Archipelago
- Drawing and Illustration
- Painting
- Mixed Media
- Installation Art
- Personal Narratives & Identity
- Global Perspectives & Multiculturalism
- Social & Political
- Archipelago
- Islands
- Wall Installation
Dimensions
approx 60cm x 100 cm
This work is emerging from a project inspired by Alfred Russel Wallace's book 'The Malay Archipelago', which I have been using as a catalyst to unpack ideas around my own mixed heritage, decolonisation in museum collections, and the notion of a 'Wallace line' between my English and Malay heritage. I have often seen myself as emerging from an interstitial space between my father's position of science and engineering, and my mother's 'native' superstitions and ghost stories.

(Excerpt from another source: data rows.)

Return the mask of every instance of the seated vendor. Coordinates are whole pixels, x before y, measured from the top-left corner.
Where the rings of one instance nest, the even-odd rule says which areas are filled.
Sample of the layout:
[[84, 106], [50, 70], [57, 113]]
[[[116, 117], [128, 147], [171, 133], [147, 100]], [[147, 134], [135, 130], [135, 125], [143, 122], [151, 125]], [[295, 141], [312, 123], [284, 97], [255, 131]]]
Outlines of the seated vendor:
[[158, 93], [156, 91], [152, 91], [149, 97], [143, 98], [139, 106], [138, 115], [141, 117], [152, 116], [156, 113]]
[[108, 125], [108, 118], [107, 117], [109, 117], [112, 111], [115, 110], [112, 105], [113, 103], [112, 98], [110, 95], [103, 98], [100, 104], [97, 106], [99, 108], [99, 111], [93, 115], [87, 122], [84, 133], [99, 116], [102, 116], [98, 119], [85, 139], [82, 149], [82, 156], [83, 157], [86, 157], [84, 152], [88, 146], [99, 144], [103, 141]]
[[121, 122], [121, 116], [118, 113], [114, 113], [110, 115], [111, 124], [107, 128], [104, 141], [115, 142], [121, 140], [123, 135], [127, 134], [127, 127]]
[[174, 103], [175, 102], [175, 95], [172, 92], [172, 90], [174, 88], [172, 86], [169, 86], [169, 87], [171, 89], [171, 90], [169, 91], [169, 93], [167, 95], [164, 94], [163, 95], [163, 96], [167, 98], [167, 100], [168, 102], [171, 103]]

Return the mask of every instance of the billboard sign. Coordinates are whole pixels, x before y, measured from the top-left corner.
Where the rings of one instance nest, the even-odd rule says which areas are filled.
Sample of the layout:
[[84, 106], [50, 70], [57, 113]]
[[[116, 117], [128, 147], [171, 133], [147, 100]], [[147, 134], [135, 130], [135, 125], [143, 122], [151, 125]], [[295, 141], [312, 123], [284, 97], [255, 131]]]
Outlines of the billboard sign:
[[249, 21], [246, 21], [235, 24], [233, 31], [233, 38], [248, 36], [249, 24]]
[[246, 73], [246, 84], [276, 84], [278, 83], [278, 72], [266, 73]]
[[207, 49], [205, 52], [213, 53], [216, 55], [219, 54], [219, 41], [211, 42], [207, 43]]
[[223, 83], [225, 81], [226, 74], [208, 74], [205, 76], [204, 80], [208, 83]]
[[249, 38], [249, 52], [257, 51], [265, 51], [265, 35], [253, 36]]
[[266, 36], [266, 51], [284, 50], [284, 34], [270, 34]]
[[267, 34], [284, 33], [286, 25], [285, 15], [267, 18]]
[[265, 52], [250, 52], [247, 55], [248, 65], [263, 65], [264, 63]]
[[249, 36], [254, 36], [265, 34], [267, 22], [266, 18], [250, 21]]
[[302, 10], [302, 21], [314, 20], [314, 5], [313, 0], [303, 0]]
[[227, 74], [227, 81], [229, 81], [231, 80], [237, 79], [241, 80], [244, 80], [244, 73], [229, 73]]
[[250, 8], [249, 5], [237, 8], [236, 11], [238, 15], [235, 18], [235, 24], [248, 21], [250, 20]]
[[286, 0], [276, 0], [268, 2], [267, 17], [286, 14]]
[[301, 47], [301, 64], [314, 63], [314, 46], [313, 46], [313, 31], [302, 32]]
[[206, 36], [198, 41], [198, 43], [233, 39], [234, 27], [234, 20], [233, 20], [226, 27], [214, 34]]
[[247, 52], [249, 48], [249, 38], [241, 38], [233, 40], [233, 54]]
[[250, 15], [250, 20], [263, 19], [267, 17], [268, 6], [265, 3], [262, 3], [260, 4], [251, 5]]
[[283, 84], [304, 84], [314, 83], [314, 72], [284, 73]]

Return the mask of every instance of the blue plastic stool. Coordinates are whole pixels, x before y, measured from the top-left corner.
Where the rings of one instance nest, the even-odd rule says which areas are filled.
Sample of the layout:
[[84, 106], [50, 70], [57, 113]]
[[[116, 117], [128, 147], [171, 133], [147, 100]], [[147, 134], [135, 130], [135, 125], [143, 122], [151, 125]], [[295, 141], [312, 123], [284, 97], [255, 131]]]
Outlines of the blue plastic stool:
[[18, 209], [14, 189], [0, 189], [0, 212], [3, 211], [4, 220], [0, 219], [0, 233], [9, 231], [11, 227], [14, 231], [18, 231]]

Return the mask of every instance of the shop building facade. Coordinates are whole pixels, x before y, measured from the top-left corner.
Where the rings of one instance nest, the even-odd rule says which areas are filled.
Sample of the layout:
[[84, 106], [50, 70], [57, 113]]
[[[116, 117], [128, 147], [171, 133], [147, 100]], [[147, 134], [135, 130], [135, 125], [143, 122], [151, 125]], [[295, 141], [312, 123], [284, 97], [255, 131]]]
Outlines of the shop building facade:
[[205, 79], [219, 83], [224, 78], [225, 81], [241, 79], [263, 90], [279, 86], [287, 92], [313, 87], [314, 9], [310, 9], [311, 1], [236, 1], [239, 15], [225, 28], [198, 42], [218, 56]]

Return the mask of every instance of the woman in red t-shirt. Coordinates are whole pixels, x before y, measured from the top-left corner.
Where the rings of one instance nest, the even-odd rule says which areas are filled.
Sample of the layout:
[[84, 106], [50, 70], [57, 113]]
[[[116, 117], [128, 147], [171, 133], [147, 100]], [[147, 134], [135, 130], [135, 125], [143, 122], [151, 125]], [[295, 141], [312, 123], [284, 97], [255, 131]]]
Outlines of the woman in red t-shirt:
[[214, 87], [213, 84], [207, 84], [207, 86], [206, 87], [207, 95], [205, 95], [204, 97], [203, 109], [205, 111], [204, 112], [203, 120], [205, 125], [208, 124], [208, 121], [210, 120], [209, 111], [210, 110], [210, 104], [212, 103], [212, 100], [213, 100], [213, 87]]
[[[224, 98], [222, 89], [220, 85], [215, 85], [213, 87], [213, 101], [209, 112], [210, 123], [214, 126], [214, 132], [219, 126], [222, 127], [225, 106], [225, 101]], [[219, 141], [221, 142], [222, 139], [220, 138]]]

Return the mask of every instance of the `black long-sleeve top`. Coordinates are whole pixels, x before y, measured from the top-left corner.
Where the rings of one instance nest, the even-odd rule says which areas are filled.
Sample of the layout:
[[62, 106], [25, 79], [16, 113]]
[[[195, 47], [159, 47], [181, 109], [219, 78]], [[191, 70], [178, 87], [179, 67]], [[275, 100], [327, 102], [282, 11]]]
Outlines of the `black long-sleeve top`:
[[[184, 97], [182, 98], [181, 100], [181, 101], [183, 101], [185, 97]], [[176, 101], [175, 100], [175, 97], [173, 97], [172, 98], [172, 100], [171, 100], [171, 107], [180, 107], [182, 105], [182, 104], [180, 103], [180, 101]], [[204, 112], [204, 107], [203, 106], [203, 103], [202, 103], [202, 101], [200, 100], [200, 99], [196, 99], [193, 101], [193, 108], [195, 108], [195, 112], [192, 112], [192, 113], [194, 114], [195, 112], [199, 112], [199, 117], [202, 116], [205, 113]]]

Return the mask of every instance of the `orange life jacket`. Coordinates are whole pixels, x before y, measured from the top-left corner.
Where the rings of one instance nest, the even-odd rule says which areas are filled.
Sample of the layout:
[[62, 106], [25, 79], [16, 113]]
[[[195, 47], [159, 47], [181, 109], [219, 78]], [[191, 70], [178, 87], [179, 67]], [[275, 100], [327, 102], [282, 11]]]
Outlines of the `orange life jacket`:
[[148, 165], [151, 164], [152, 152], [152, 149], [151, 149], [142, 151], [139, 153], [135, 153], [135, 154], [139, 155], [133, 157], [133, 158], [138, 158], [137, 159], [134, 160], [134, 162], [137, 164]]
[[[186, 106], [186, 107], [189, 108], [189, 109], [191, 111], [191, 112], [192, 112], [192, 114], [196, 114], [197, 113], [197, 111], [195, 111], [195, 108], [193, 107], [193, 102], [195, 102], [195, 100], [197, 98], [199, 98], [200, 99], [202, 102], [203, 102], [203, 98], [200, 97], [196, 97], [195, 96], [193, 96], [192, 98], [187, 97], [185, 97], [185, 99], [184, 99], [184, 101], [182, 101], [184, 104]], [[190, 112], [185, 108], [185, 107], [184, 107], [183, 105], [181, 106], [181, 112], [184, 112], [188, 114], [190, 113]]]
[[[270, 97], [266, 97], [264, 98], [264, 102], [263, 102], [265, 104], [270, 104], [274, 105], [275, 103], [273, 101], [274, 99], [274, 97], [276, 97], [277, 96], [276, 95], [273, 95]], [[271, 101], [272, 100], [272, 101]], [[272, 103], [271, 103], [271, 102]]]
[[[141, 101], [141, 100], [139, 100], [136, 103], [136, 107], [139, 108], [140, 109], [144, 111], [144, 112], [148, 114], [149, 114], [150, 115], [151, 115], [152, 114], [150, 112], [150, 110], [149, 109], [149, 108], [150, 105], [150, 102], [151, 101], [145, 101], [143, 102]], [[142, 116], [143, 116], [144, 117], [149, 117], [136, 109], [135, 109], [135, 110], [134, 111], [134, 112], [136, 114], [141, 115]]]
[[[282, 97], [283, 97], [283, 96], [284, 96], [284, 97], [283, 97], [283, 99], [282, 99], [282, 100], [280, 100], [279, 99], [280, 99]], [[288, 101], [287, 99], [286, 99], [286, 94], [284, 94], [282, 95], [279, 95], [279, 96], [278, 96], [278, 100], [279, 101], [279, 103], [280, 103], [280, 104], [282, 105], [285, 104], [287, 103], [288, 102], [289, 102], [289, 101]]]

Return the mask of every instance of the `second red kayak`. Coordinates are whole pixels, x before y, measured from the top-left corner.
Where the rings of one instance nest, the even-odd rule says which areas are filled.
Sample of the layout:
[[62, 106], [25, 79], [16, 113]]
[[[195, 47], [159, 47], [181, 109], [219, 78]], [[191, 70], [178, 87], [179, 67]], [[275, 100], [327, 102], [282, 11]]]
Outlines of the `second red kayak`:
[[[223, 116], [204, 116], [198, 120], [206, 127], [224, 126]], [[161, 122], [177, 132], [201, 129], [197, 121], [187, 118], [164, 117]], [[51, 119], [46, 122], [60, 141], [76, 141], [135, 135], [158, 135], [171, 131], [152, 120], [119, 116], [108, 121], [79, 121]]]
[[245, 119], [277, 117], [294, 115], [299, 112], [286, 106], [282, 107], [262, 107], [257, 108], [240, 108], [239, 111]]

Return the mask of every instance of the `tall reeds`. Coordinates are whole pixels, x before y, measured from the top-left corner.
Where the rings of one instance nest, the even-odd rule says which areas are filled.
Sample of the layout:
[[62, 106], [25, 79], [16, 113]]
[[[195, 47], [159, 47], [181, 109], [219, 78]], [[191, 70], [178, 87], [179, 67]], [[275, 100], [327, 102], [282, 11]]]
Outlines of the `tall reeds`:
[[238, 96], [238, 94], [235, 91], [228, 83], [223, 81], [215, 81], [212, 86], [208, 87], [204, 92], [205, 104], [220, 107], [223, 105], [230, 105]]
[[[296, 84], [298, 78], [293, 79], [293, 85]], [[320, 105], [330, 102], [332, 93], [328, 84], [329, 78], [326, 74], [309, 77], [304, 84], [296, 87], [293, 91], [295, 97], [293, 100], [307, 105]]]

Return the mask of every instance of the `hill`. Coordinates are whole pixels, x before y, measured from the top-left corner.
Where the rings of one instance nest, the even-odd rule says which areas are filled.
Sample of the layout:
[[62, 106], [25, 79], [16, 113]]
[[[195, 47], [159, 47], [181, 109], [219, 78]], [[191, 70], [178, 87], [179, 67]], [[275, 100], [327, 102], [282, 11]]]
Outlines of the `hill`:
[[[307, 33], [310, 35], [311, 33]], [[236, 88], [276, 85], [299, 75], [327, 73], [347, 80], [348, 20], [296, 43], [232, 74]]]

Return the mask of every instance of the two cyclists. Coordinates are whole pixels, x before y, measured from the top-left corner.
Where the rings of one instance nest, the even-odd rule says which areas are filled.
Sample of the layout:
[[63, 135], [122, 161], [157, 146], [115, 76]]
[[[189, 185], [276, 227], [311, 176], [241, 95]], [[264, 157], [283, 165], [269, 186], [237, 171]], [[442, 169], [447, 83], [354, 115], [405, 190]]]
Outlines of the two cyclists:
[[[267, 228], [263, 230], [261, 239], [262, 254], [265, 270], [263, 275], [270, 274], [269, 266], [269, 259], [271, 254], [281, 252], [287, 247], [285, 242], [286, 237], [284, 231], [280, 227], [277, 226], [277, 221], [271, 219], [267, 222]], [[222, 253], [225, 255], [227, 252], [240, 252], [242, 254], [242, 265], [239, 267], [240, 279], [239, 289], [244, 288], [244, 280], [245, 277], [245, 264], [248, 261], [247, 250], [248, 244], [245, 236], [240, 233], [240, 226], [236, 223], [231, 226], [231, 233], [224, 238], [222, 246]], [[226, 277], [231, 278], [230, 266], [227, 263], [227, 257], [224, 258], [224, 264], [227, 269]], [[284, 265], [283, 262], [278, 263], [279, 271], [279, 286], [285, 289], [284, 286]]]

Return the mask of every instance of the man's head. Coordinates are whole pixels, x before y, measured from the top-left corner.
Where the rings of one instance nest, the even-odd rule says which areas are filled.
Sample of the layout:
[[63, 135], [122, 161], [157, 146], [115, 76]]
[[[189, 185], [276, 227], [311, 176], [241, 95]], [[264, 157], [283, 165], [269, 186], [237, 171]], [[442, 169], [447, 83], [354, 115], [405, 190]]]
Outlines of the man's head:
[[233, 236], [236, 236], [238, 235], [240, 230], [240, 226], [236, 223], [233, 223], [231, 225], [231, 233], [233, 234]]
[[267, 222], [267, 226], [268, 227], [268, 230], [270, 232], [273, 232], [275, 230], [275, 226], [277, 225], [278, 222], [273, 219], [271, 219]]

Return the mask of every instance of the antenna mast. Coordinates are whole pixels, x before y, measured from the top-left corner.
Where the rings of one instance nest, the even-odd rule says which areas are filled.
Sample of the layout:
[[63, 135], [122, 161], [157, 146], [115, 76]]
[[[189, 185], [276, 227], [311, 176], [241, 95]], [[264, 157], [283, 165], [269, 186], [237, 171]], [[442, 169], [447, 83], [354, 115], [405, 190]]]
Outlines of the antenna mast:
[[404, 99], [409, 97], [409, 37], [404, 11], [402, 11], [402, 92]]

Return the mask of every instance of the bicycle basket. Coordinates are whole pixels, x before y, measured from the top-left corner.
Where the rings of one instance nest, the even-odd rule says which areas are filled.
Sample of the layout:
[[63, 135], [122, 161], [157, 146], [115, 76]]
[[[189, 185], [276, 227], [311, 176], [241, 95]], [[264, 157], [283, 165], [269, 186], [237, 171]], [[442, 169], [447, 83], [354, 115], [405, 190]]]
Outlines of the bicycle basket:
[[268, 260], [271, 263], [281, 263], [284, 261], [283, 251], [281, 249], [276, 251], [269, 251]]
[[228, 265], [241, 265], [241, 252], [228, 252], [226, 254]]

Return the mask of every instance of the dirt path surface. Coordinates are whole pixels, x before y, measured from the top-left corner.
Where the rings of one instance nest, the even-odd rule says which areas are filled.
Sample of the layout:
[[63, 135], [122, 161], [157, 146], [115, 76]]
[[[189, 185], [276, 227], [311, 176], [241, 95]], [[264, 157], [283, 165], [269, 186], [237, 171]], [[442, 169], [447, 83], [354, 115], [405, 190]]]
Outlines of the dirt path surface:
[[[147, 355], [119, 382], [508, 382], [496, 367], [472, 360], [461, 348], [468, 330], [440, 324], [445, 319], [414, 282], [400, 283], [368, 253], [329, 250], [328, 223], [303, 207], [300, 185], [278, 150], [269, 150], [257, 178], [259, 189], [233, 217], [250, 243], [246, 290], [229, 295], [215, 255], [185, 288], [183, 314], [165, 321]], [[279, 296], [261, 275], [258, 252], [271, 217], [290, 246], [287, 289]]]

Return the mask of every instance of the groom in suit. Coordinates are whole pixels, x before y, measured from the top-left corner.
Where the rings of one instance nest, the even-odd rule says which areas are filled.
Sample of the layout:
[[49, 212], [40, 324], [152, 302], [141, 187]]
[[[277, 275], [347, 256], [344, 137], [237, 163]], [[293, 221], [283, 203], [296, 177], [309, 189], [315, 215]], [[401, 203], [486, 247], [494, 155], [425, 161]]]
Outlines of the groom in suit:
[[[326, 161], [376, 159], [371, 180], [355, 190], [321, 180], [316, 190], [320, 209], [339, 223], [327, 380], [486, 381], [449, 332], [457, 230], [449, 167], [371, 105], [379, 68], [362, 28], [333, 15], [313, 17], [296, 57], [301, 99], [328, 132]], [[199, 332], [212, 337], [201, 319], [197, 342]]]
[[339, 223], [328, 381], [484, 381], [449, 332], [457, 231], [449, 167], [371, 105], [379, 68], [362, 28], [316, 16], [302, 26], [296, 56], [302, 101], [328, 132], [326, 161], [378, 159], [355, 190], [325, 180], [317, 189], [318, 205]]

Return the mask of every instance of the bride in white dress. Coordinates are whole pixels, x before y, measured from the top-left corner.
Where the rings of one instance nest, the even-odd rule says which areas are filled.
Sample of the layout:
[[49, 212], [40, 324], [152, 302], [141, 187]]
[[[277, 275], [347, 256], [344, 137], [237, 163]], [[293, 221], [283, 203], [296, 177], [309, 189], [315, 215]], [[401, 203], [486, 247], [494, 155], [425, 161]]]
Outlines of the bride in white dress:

The project has inspired much research, covering colonial narratives, natural history, family documents, botany, and decorative arts inter alia. I have been working at, with or within a number of different museum collections: doing visual research, uncovering personal histories, training in new techniques, and engaging in cross-mentoring with other artists and curators. These include Ipswich Museum - where I work as a Collections and Learning curator - UCL anatomy lab, Pitt Rivers Museum, the Grant Museum, Kew Gardens, Cambridge Botanical Gardens, and NHM Tring.
One interesting strand of this research was magic and ghosts: having acquired books on Malay magic, poisons, and charms, I realised that I have an early memory of my mother taking me to see the 'Bomoh', or shaman, when I was very young. Unpacking this further I found that the tales of Malay ghosts she used to terrify us with are still alive and kicking.
My mother, sadly, is not: she passed away during the course of my research a year ago. Although she had a Muslim funeral, I feel that she remained in life closer to the animistic beliefs she shared with us as children. Regardless of the overt religion of the populations of the region – be it Muslim, Christian, Hindu or Bhuddist – there remains a strong undercurrent of folk beliefs and practices across the islands of the archipelago.
I am in the process of developing these ideas, layering the magic and mythologies of the area with family stories and my own memories. The shapes of my Islands are based on drawings of os coxae from Victorian anatomical specimens, in use at UCL during Wallace's lifetime.
Eventually I envisage a personal archipelago of islands, each with their own story to tell.